Karachi: The State Bank of Pakistan (SBP) has amended its rules regarding the Minimum Deposit Rate (MDR), removing the requirement for Trusts, Private Limited businesses, and individual deposits exceeding Rs10 million. This regulatory change comes as a significant shift from the earlier policy where only financial institutions, public sector enterprises, and public limited companies were exempted from MDR, with other entities still receiving an MDR of the policy rate minus 1.5%.
According to JS Global, the central bank's latest circular outlines the removal of MDR applicability across these categories, aiming to compensate banks on the remittances cost side. This move follows the government's discontinuation of the Telegraphic Transfer Charges Incentive Scheme (TTCIS), which previously provided a subsidy to financial institutions to encourage remittances through formal channels.
The impact on the banking industry is substantial. The total non-MDR deposits from private limited businesses, trusts, and individuals are expected to rise significantly, potentially increasing the industry's income by up to Rs20-45 billion. This increase could help offset the estimated Rs70 billion cost burden due to the cessation of the TTCIS. The adjustments are likely to benefit banks with affluent customer bases, as these institutions can offer more competitive returns and services.

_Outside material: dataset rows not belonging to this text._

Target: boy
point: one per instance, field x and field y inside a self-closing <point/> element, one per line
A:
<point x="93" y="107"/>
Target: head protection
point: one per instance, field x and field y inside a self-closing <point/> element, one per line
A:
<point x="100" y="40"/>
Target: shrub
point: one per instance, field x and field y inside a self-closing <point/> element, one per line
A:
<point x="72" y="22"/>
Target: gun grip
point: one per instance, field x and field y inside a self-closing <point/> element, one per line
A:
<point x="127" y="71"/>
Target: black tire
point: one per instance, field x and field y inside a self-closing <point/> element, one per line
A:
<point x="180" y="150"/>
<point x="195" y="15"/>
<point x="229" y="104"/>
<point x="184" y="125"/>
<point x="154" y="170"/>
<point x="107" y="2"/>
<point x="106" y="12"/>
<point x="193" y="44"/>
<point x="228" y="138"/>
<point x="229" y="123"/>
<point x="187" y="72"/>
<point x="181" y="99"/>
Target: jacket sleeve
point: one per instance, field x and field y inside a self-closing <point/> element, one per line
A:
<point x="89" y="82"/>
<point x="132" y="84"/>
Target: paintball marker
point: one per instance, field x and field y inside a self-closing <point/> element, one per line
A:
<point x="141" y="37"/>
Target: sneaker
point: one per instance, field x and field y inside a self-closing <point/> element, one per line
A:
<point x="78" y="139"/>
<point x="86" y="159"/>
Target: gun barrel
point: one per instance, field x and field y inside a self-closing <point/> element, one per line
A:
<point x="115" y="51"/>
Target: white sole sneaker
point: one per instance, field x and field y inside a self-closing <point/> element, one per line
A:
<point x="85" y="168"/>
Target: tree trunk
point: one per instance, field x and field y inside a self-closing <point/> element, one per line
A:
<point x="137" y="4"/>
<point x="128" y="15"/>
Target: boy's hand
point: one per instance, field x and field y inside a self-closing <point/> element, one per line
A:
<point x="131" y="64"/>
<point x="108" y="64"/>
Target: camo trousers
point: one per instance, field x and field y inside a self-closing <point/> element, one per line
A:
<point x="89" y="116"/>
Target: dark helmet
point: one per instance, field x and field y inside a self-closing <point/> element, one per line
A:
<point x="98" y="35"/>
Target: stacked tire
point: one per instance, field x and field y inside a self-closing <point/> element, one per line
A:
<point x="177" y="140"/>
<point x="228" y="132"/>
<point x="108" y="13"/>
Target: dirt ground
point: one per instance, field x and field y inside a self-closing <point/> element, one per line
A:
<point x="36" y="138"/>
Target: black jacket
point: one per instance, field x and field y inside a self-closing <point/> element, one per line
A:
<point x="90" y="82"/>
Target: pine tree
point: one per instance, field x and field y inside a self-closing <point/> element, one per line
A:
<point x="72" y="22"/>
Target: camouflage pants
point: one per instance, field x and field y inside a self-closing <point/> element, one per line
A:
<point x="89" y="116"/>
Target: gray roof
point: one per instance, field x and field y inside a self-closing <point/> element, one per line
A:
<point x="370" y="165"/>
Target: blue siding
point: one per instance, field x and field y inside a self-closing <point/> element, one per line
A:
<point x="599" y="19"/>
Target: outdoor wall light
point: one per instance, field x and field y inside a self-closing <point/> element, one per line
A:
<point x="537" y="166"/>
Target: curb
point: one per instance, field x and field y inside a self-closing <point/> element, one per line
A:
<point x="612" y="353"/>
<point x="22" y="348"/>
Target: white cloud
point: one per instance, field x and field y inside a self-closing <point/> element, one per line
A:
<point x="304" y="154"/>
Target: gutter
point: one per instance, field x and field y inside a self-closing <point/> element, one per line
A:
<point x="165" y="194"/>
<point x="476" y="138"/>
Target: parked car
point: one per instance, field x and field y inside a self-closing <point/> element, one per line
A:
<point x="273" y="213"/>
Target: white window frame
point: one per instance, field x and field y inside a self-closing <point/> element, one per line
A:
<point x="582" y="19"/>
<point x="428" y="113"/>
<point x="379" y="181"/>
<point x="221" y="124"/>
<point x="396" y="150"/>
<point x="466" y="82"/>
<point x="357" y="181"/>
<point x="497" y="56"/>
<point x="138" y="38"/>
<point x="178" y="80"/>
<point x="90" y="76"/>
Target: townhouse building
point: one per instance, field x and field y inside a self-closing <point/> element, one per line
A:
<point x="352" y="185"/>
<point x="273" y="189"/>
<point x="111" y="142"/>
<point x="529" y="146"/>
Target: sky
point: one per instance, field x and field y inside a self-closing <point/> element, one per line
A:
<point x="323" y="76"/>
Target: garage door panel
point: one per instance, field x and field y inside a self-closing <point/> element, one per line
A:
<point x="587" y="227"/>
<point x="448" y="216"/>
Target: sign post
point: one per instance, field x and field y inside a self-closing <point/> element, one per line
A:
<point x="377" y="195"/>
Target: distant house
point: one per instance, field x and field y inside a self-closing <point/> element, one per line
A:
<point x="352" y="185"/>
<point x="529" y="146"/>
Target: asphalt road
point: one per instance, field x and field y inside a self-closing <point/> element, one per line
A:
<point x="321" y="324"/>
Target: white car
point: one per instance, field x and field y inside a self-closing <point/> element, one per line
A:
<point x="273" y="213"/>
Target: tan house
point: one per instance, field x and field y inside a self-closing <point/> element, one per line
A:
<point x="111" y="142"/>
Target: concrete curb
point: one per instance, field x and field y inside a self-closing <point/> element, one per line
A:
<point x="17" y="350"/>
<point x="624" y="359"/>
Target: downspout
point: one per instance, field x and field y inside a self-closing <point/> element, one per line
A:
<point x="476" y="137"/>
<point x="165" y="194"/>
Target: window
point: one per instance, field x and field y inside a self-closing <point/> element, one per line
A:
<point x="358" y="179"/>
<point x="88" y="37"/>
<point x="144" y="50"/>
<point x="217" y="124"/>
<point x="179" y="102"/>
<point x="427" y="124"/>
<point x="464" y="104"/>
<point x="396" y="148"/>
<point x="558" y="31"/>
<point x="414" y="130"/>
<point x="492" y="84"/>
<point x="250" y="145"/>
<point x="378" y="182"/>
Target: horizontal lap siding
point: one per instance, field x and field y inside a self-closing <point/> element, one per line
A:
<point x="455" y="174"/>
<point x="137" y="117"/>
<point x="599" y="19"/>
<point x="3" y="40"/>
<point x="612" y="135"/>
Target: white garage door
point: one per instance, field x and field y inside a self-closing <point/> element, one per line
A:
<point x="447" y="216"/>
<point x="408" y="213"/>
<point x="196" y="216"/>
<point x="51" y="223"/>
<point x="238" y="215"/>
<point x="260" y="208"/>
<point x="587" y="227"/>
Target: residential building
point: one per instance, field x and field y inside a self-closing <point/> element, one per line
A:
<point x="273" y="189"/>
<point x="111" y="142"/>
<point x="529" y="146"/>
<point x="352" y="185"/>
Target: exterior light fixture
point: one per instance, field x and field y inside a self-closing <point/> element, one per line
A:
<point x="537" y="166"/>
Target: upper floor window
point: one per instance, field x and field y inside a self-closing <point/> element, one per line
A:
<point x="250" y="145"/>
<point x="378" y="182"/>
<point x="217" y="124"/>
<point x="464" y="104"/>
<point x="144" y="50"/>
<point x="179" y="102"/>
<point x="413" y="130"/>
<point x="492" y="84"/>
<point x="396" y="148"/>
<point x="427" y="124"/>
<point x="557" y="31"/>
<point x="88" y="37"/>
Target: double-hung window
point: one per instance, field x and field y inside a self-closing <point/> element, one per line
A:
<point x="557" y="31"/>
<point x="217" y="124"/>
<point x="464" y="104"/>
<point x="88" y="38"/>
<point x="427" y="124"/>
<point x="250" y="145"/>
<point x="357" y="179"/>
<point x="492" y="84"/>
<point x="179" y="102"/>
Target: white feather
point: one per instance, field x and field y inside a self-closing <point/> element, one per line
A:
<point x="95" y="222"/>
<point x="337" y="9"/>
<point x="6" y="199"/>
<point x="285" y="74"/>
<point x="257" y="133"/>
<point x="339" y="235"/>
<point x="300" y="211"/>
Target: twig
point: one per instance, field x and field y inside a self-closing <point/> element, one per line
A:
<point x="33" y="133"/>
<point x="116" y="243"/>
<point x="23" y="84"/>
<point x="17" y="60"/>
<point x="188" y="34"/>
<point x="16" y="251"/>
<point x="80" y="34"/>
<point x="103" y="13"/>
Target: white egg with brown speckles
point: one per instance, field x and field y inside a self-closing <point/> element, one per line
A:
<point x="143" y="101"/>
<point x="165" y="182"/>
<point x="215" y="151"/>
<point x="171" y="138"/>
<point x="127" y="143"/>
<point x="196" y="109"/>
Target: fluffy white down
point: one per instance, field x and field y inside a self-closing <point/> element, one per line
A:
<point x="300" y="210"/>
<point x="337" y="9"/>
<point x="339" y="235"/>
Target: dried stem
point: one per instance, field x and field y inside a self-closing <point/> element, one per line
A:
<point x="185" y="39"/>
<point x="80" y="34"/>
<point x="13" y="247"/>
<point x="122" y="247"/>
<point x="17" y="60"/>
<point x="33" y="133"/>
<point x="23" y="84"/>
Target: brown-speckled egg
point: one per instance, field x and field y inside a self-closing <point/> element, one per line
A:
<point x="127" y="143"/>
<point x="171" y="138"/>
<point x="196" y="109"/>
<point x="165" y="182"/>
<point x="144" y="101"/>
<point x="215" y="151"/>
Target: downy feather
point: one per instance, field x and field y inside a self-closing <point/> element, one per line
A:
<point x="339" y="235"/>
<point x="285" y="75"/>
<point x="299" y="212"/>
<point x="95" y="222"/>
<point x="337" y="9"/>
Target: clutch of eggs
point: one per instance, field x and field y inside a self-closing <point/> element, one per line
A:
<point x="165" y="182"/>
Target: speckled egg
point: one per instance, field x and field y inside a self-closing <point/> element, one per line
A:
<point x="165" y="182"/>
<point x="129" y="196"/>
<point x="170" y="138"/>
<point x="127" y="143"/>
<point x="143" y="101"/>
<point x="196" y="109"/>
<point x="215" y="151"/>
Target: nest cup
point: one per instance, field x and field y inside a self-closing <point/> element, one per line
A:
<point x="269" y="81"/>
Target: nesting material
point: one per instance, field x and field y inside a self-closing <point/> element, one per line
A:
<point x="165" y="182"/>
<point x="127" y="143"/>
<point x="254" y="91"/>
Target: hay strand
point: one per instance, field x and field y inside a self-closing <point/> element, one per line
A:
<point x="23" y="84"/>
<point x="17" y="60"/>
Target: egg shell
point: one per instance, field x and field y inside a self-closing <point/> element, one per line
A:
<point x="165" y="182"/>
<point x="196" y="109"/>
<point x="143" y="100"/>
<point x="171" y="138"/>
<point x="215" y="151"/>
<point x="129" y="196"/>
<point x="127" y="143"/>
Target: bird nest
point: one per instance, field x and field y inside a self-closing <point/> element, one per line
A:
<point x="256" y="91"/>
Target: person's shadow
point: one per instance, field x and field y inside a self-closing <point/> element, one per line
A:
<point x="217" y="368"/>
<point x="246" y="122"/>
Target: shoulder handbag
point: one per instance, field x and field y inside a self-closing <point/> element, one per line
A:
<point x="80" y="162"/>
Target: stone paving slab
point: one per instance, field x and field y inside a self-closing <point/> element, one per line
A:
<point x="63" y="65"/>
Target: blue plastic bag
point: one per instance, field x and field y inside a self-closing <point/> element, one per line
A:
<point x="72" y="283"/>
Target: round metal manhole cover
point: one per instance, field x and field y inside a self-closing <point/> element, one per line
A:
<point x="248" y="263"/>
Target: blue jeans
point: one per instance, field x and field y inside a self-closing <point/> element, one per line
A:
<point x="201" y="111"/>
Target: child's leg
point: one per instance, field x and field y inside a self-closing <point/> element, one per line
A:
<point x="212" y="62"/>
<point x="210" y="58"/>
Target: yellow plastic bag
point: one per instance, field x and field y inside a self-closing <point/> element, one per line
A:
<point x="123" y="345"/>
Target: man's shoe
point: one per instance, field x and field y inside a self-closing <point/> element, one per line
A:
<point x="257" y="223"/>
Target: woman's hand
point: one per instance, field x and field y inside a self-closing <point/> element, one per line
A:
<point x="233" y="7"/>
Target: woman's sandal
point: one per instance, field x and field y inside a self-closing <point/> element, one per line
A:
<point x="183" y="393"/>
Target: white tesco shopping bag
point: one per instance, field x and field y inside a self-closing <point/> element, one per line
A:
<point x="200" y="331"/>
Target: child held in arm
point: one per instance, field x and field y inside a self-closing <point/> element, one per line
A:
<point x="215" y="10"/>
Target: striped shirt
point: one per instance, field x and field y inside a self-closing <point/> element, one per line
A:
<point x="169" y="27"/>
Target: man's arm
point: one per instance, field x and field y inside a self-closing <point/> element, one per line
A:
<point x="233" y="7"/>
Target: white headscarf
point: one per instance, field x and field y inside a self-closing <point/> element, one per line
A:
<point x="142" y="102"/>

However, the deposits in the Rs10 million and above category have experienced a decline, attributed to the government's decision to include interest income of over Rs50 million in the normal tax regime. This shift has reportedly led to funds moving towards mutual funds. The banks expected to benefit most from this regulatory change include HBL, UBL, MEBL, BAHL, and MCB, given their established prestige and premium banking services.